Hi Zoey - just a thought on the psychology front: would it help if you got a roll of old carpet/rug (or several old carpet samples) and laid them not only over the gap but extending quite a way beyond the gap in either direction. If it is the gap that frightens her so much, it will be well obscured by the covering rug/carpet. Let us know what happens next!
 
I think the carpet idea is great,as it will muffle the sound of her feet on the concrete. I'd also try creeping some of her bedding out of the doorway to try and disguise the carpet.

Other ideas....

(a) is there was anyway you could leave her door open so that she could try and sum up the courage to creep out into the yard on her own? As I don't know the set-up of your yard, I appreciate that this might not be practical.

(b) As an alternative to (a), could you create a largeish pen outside her box, made out of bales, with the walls not very high, leaving her door open, so she can everything the whole time?

(c) Can you make one of those thingies that go across the door at chest height, so that you can leave her door open, but she can't get out, so that she cxcan watch her new world without actually having to step out into it? (I made mine out of a piece of hosepipe and an old lead rope threaded through it, with a clip at each end)

Lots of luck.
 
try blind folding the mare and have someone lead her while u shake a bucket of grian to distract her.Then she would follow the smell or sound stepping out to the open without even knowing it.
GOOD LUCK!!!!!
 
Hi Everyone
Sorry for delay I have been very busy with the little pony this week.
OK so - I tried covering the gap between the concrete and the different `surface' and she wouldn't come out. Christopher one of our volunteers managed to get her out once by feeding her her breakfast on the way out the door and her head was in the bucket so she couldn't see (not ideal as I want her to get used to it but anuyway it worked). We left the door open for two days with her feed about 10ft in front of the stable but she did not come out at all. Finally after nearly a week she will come out (but only in her own time) but she will not cross the line, she will only walk along the walkway to the end of the block and cross the line where the grass has grown a little way over the concrete (ie. not such a `stand out' line). With regard to the psychology of it, the view she now is where she can see everything that is going on with the other horses, we have tried using George the shetland to entice her out but she just gets annoyed at him (he harrasses her because he has a bit of a crush on her). She desperately wants to come straight out but is really scared. I don't want to blindfold her as I think she would completely flip out big time (she is very nervous). I think she just needs to start feeling secure with us and the care centre (she was a rescued case).
Thank you soooo much for your advice. I will play things by ear and try alternatives according to what she does next.
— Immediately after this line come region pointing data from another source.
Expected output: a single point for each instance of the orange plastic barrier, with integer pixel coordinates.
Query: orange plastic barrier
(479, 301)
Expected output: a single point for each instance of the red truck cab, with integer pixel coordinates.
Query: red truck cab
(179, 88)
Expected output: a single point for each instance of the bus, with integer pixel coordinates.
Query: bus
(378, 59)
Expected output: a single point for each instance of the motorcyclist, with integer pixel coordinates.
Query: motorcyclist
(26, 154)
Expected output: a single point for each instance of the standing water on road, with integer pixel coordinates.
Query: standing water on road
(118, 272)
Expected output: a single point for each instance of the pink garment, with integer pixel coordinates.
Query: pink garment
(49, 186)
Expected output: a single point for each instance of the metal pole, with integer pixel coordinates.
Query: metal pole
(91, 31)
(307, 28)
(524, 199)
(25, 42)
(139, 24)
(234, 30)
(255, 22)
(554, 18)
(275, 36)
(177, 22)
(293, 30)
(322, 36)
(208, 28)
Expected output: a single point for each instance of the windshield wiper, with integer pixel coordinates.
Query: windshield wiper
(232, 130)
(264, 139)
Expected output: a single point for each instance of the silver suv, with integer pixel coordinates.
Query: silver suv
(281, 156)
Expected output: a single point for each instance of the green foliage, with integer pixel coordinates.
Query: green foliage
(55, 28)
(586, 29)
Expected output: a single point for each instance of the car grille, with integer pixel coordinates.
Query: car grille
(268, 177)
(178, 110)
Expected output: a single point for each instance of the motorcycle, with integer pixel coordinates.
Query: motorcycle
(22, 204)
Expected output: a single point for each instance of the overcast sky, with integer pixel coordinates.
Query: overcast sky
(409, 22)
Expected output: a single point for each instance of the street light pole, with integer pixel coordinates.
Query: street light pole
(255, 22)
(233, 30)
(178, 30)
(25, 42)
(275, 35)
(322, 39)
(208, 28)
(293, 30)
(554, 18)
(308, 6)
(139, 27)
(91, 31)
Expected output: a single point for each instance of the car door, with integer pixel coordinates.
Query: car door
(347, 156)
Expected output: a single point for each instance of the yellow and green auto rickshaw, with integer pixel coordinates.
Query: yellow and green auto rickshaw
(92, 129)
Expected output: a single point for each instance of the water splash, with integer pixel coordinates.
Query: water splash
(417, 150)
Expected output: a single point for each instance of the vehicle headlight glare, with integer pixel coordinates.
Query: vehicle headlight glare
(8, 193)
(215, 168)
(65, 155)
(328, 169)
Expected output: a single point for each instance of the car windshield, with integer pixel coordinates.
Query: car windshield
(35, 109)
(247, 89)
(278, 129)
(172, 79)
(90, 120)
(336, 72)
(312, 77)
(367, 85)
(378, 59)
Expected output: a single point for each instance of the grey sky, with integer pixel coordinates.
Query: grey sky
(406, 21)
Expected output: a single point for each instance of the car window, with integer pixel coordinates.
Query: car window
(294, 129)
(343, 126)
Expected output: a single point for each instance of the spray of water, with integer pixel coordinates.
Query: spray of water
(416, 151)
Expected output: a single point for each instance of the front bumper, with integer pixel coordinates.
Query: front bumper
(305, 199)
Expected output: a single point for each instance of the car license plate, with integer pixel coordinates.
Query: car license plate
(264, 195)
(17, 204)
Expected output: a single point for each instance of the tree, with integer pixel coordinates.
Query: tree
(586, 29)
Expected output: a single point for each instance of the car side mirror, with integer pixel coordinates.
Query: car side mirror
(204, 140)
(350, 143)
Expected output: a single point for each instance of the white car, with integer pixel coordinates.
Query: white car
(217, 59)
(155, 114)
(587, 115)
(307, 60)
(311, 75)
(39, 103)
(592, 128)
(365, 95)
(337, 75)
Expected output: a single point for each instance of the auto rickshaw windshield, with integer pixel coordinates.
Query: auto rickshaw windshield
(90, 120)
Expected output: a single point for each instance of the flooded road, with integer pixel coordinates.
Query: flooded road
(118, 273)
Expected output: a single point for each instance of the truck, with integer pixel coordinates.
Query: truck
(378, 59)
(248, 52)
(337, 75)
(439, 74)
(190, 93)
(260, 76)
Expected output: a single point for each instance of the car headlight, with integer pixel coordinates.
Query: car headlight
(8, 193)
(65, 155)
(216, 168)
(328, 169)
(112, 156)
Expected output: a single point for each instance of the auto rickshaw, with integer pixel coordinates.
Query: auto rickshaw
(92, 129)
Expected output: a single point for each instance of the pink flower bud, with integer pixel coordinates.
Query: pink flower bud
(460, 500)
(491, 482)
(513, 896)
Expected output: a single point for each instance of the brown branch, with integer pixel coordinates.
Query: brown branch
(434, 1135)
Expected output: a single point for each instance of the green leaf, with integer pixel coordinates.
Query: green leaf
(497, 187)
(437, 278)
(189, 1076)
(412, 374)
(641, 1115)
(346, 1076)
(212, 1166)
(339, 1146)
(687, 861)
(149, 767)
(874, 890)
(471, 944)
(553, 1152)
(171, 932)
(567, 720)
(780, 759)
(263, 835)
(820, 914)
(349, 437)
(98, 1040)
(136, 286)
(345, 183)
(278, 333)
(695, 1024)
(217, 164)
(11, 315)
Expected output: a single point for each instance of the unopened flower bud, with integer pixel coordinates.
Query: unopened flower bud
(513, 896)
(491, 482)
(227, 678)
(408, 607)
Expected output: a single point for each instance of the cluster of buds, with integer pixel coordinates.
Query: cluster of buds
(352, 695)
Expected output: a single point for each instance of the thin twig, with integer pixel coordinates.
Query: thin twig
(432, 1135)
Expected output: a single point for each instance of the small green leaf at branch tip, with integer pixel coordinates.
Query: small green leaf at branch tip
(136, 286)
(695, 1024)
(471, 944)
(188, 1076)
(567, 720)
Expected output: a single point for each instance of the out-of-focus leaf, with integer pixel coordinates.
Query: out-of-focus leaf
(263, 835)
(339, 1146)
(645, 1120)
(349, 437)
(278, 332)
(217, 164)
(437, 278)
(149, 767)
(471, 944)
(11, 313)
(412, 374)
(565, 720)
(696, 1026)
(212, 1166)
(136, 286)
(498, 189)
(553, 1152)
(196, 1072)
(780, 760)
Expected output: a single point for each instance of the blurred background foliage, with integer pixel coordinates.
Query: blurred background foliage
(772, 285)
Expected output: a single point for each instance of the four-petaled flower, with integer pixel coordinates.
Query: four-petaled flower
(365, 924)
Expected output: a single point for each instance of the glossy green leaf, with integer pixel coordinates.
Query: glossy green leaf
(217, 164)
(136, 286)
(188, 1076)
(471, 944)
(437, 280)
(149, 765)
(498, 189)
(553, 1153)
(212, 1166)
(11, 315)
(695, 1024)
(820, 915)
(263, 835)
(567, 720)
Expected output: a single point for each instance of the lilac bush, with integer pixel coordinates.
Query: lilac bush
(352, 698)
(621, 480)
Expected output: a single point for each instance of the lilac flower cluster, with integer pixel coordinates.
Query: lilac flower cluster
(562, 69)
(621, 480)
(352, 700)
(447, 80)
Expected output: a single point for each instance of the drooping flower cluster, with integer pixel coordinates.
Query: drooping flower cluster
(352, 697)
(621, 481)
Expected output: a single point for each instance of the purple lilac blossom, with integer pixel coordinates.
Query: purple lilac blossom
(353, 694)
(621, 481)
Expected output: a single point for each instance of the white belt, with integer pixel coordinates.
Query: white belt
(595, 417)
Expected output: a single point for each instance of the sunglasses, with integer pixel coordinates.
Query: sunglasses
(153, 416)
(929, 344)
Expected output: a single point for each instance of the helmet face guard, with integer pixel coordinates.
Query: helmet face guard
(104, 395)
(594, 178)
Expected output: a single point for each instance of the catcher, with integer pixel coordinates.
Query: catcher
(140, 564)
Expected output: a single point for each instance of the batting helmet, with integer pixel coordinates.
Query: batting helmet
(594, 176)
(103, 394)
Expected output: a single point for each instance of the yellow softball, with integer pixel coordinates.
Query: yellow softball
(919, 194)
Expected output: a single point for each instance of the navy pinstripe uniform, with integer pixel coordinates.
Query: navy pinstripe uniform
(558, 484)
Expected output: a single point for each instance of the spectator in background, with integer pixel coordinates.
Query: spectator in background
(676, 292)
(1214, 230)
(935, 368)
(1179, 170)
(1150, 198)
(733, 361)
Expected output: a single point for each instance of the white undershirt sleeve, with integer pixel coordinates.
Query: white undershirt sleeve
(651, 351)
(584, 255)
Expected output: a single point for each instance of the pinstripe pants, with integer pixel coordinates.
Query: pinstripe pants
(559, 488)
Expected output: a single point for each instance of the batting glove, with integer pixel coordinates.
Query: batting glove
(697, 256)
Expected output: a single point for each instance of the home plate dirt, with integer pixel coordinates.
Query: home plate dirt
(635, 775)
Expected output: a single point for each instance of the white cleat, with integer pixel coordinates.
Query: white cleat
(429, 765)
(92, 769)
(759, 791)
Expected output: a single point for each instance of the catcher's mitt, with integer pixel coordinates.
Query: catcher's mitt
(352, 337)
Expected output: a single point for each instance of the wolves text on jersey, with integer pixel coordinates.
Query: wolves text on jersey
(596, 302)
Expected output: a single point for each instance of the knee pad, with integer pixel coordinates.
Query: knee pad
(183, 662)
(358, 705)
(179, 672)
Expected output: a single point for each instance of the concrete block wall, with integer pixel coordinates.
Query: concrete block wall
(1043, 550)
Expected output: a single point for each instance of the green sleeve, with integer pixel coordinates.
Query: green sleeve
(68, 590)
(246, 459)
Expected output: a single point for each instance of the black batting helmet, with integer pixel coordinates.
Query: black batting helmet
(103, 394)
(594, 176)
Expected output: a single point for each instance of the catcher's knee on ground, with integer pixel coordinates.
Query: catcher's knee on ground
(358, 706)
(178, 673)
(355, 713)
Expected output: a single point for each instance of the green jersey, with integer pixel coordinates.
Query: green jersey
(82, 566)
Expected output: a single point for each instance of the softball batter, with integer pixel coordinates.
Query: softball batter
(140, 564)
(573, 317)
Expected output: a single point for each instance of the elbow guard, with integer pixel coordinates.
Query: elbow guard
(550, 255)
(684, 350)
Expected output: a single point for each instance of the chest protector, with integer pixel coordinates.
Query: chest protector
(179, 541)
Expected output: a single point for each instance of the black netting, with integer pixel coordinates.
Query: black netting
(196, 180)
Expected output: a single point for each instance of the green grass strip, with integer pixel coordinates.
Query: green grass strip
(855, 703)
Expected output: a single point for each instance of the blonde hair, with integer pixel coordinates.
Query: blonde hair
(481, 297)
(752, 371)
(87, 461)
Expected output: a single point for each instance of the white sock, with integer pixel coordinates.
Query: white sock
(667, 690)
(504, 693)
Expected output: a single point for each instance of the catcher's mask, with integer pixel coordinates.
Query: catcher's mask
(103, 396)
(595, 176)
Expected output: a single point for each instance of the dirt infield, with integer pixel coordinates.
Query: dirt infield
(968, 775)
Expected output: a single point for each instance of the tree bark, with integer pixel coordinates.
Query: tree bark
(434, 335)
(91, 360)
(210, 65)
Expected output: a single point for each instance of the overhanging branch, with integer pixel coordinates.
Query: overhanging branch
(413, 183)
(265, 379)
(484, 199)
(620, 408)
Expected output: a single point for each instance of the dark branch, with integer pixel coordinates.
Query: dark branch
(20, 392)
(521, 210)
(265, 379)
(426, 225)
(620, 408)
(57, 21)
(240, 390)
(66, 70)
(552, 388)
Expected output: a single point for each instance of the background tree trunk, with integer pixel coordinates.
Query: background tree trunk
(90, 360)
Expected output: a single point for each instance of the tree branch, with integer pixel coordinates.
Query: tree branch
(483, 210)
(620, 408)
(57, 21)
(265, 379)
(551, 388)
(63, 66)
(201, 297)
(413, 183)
[This message has been edited by Zoey (edited 29 January 2000).]
 
Zoey

I think all of the above advice is excellent (apart from blindfolding her - that may make things worse in the longrun). I think the only thing that will work is lots of time and patience. If you can leave the door open and put some sort of pen up around the doorway, then when she will come in and out of that confidently you could open up the pen so that she can explore a bit further.

Good luck - she's lucky to have you to care about her.
 
Ditto to what Clairev said. I also think that she will come around with time and patience. I also would not attempt to bully her into coming out, as it sounds like she is already a nervous wreck, the poor little thing! Do you know what her background was before your rescue farm got her? Was she abused, neglected, or both?? (although neglect is abuse in a big sense).

She and the other animals at the rescue place are lucky indeed to have you there to look after them. (So many times I wish that I had the funds to open a rescue barn, but I don't...and there are no rescue shelters in my area or I would donate my time.) Bless you for your good work!!!